We have no evidence-
I don't care what you-
I sentence you to thirty days in jail; such sentence to run consecutively-
You have already sentenced me-
This morning I overlooked things that you have said and done, but you have no right to address a witness and call that witness a liar.
If they are lying, I do. If I don't then the system is wrong. She is lying. I said, "liar" again. Sentence me for that.
Thirty days is enough to cover both of them.
You didn't want to have this hearing to begin with. You just did it because of reasons you and I only know of.

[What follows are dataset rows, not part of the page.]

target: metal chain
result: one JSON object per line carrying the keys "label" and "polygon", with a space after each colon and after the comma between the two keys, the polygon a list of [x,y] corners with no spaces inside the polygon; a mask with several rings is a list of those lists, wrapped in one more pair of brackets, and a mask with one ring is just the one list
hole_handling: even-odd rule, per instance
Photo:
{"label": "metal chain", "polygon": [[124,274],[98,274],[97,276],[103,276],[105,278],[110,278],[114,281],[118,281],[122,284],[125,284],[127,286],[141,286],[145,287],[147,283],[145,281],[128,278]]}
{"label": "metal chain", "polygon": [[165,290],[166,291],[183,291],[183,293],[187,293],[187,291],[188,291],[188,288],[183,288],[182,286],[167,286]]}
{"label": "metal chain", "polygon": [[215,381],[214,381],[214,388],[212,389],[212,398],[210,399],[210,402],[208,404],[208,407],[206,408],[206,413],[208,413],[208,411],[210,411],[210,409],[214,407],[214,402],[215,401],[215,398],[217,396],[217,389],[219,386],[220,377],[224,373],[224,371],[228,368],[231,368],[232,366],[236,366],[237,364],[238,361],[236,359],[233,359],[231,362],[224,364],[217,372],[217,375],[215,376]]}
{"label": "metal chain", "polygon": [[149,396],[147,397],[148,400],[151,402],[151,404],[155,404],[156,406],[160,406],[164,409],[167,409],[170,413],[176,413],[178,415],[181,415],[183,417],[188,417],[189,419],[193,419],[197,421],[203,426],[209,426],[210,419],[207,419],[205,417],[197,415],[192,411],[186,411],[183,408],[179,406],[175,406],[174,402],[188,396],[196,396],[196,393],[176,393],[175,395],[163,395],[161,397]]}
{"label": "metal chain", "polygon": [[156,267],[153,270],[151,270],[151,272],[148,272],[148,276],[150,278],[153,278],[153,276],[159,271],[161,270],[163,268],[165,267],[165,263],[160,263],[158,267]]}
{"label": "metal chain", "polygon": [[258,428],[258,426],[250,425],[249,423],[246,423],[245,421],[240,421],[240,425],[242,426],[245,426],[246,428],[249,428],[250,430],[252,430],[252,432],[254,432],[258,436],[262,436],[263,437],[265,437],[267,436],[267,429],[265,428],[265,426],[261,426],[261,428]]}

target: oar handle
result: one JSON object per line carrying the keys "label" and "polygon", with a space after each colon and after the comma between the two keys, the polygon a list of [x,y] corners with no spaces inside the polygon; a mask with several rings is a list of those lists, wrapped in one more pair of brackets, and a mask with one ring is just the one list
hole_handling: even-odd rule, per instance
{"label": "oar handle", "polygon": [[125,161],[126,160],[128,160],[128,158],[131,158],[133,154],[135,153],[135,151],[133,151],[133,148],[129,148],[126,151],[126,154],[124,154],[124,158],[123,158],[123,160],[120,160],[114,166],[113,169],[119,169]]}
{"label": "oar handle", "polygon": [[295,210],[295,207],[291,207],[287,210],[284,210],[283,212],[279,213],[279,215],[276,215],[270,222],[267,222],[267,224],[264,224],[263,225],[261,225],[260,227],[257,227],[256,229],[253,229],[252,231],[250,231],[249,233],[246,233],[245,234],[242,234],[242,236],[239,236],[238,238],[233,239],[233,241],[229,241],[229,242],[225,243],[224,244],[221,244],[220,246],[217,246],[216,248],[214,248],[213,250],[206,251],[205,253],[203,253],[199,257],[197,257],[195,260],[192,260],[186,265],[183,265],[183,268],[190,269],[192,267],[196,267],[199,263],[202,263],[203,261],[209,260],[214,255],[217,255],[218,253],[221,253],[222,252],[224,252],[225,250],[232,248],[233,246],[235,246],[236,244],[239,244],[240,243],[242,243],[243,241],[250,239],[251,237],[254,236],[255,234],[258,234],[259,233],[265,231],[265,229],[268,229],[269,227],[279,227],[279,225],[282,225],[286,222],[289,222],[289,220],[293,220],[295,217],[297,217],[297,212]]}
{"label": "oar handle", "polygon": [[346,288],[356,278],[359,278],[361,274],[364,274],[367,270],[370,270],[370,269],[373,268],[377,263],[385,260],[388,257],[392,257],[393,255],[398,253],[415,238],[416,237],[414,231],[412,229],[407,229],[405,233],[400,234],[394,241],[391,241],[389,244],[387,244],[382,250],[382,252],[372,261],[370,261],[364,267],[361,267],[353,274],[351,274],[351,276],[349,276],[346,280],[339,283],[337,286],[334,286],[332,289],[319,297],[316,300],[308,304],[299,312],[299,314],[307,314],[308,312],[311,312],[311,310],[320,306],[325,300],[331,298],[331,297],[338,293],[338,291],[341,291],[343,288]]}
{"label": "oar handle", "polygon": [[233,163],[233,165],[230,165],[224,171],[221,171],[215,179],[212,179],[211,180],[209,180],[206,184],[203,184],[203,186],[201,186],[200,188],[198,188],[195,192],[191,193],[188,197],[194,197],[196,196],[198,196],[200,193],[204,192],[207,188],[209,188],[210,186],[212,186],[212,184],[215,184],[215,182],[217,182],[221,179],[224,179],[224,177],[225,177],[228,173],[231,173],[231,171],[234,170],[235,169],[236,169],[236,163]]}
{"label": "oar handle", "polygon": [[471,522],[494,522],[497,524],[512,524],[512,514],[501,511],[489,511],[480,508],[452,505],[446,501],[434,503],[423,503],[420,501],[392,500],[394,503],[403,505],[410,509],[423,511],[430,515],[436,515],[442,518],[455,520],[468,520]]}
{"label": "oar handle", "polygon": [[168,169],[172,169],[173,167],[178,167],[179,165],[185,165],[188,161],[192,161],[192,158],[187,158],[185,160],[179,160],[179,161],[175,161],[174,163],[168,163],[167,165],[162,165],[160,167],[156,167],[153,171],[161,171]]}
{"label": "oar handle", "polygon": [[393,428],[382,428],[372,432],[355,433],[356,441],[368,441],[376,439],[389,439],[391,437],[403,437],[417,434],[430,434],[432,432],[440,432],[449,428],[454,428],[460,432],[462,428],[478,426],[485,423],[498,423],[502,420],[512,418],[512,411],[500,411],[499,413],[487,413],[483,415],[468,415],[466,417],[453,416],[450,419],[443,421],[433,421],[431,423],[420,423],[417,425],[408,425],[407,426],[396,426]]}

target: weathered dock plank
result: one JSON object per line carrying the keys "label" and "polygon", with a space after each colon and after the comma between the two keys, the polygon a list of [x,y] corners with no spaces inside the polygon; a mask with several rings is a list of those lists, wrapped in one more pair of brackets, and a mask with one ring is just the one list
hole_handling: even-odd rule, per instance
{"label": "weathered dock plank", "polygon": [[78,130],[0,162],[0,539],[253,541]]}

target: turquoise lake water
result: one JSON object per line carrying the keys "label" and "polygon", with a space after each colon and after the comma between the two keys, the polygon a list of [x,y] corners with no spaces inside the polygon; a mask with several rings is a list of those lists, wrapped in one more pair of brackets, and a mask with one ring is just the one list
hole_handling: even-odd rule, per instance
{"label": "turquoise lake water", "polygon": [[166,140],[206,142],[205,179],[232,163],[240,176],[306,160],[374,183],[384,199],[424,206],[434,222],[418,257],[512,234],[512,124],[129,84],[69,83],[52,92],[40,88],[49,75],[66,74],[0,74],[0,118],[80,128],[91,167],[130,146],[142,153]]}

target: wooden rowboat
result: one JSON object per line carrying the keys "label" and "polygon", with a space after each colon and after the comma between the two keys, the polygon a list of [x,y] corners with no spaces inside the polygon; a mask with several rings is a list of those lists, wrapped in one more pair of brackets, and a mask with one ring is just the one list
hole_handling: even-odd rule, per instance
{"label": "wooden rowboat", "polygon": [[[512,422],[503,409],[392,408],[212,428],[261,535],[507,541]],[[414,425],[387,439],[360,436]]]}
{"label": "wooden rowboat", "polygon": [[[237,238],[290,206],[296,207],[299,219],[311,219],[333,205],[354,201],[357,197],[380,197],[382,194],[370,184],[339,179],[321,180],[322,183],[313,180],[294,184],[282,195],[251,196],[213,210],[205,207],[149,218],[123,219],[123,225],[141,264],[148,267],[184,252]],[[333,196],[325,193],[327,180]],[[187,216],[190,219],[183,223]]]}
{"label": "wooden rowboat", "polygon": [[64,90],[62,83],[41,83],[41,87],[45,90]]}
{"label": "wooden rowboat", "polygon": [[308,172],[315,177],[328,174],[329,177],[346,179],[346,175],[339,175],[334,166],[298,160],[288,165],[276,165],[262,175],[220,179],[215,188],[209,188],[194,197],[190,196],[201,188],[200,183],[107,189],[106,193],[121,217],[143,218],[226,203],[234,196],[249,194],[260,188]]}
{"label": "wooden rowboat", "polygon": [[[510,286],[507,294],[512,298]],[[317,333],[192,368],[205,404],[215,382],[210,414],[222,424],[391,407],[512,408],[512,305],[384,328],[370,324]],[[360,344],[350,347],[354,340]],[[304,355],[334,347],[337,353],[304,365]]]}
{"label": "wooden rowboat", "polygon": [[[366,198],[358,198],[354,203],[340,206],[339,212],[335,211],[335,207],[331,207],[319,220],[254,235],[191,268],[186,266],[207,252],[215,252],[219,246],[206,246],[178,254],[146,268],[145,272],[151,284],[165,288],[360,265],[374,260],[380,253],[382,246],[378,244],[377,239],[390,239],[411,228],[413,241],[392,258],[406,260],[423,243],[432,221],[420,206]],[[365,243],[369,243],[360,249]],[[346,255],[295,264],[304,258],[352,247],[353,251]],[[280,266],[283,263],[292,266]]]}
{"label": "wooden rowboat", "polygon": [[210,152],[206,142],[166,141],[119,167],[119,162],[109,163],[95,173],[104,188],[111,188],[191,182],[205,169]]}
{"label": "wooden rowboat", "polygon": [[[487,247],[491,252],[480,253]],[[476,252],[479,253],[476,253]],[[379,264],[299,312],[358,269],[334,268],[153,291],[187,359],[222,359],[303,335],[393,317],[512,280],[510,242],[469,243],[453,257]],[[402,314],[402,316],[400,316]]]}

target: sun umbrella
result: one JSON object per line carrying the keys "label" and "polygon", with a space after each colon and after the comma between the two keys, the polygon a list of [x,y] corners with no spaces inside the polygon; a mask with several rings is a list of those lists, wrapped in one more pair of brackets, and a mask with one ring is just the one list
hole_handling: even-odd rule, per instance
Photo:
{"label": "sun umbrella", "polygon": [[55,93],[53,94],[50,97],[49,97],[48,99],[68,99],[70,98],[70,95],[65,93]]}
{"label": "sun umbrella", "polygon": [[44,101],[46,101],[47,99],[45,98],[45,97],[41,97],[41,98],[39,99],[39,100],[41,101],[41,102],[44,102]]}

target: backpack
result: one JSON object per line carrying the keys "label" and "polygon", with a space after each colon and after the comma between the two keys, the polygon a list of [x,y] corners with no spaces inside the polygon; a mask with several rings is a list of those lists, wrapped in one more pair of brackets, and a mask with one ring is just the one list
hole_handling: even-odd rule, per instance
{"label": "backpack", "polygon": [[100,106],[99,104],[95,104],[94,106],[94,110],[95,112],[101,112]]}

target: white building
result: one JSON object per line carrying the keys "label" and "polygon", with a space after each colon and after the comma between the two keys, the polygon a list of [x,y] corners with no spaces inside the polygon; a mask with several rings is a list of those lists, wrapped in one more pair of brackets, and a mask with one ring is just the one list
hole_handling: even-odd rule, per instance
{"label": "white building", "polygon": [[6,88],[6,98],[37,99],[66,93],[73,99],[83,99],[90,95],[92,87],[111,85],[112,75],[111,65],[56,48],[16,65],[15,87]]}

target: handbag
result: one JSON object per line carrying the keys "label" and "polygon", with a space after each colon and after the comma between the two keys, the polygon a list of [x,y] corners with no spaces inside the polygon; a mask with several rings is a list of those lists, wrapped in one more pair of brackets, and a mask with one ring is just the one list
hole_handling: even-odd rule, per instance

This thirty days is to run consecutive to any sentence that I have heretofore imposed, or imposed in other cases.
You are changing the sentence now. That's not the way you said it a minute ago.
The second contempt occurred later in the cross-examination of Mrs. Hickman:
Number ten on this list says, "beef stew." Would you tell us your definition of beef stew?
Beef stew is a common thing.
You are talking about a kind of beef stew. I am talking about a hash.
That was not the question you asked.
I asked her what her definition was of beef stew. She said I had a wellrounded menu. I want to know her definition of beef stew.
Go ahead with some other questions, Mr. Theriault.
You can stick the whole G__ d___hearing up your a__.
I hold you in contempt of Court-
F___you and your contempt-
Sixty days, and it is to be served consecutive to any previously imposed by this or some other Court. All right. You may come down.
A hearing? You call this a hearing?
All right. Take him away.
In one communication to the court, Theriault threatened: "Is it going to take another Attica, another 'escape', bloodshed? What is it going to take, Mr. Pittman? You better do something, before defendant does."